Like other parts of the Bill, most of the detail will be determined by subsequent regulation (eg "high value" housing stock is to be defined regionally and will be defined by regulations) Consequently the scope and impact of this power remains largely unknown at this stage.

41. There is no mention in the Bill of any exempted properties - such as Almshouses or properties owned by charities.

42. Clause 58 of the Bill appears to introduce a name and shame approach to monitoring compliance with the home ownership criteria, clause 58(6) states that the Secretary of State may publish information about RPs that has not met the home ownership criteria.

43. "Market rent" and "high income" definitions will be dealt with in subsequent regulations. If the provider is a LHA they may not be able to reinvest increased market rents as regulations may require the LHA to make payments to the Secretary of State in respect of estimated increase in rental income.

44. This chapter also includes requirements to hold detailed personal income data including obtaining HMRC information. HMRC may disclose information to enable RP to determine rent level. HMRC is not a party to the landlord and tenant relationship and this could be viewed as an interference with this relationship.

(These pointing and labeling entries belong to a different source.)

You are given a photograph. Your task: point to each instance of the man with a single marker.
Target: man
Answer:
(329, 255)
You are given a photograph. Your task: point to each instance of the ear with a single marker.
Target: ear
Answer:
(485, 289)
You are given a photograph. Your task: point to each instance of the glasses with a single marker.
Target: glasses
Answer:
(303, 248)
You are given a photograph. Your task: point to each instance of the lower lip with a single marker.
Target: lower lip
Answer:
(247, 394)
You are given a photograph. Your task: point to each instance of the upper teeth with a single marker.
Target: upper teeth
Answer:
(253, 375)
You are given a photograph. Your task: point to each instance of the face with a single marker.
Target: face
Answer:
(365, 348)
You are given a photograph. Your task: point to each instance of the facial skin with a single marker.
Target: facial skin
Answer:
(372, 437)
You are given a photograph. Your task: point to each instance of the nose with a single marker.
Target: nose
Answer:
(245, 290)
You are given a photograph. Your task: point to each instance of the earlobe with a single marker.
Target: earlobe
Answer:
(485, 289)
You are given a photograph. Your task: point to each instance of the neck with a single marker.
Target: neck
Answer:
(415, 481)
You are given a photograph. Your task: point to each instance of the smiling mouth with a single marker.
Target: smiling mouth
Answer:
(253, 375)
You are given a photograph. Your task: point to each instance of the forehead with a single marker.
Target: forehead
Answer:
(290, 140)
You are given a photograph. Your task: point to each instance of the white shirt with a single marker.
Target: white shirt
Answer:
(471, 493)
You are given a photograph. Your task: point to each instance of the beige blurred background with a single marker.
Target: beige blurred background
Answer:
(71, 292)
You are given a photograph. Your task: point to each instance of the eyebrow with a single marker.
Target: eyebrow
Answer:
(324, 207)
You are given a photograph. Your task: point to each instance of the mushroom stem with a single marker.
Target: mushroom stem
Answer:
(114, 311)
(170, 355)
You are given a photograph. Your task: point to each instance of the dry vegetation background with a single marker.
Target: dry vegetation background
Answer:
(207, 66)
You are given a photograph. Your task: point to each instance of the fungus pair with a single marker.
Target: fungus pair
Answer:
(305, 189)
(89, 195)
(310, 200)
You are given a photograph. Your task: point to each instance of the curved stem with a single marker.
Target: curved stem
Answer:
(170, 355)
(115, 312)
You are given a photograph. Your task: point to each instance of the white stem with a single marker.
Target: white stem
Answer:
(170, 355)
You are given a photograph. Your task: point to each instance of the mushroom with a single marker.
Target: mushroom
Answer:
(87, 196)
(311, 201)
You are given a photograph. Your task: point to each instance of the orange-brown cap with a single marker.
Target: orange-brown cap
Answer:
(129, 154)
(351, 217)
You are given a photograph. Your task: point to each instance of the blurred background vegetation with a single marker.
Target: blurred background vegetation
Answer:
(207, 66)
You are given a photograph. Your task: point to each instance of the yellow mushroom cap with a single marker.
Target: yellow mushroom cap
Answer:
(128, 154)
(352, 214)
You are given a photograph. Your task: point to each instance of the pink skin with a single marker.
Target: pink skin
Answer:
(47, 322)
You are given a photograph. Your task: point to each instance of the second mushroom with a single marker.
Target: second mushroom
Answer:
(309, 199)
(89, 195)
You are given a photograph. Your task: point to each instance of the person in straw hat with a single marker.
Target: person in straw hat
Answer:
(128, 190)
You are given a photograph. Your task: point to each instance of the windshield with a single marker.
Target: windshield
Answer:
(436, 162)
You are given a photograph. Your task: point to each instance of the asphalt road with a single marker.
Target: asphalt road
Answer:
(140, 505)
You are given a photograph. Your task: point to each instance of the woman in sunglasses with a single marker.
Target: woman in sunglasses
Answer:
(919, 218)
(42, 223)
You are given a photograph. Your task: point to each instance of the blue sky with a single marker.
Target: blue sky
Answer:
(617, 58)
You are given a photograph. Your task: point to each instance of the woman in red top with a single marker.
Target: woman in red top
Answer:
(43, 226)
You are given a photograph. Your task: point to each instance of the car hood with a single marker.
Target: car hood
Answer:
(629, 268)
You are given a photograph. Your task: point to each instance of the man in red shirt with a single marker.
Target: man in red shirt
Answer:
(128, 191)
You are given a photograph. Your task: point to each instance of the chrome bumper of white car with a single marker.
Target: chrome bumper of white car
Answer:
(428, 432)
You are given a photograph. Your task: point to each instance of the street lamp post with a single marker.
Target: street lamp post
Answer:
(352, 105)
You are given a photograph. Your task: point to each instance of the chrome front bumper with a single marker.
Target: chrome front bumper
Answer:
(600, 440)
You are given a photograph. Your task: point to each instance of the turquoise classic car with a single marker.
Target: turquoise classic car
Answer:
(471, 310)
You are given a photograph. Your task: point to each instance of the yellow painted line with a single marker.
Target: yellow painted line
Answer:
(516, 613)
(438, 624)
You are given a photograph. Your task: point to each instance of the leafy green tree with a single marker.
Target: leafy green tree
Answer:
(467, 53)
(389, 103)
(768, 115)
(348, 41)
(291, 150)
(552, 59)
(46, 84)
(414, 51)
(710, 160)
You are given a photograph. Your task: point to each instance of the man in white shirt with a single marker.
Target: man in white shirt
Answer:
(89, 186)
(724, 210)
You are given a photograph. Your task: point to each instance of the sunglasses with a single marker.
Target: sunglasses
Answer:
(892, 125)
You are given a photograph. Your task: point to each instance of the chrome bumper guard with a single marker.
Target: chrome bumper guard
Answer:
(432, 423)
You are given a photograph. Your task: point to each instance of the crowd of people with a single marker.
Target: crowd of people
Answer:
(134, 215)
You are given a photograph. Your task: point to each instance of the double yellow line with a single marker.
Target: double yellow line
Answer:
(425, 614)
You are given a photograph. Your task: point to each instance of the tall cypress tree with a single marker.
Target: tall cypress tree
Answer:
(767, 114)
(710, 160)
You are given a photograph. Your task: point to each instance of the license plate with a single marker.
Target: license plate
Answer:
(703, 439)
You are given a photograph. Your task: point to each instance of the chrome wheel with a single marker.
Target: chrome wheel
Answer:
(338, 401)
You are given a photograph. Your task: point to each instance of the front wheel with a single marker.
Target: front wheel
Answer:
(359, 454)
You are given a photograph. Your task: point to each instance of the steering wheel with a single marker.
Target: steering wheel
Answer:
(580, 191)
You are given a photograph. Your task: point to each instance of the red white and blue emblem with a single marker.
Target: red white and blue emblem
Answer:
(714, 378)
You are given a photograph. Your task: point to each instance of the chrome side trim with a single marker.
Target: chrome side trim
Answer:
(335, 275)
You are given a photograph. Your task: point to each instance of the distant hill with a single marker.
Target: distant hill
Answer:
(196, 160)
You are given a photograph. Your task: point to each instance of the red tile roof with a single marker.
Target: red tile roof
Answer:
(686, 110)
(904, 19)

45. The Bill lacks detail as there is persistent reference to "regulations" which will contain the detail. This detail will be in secondary legislation that cannot be amended. As a result the Bill leaves limited room for full debate in Parliament. We recommend that any draft regulations should be subject to a full consultation in order to avoid unnecessary satellite litigation which could emerge if those regulations contain ambiguities or are not sufficiently clear.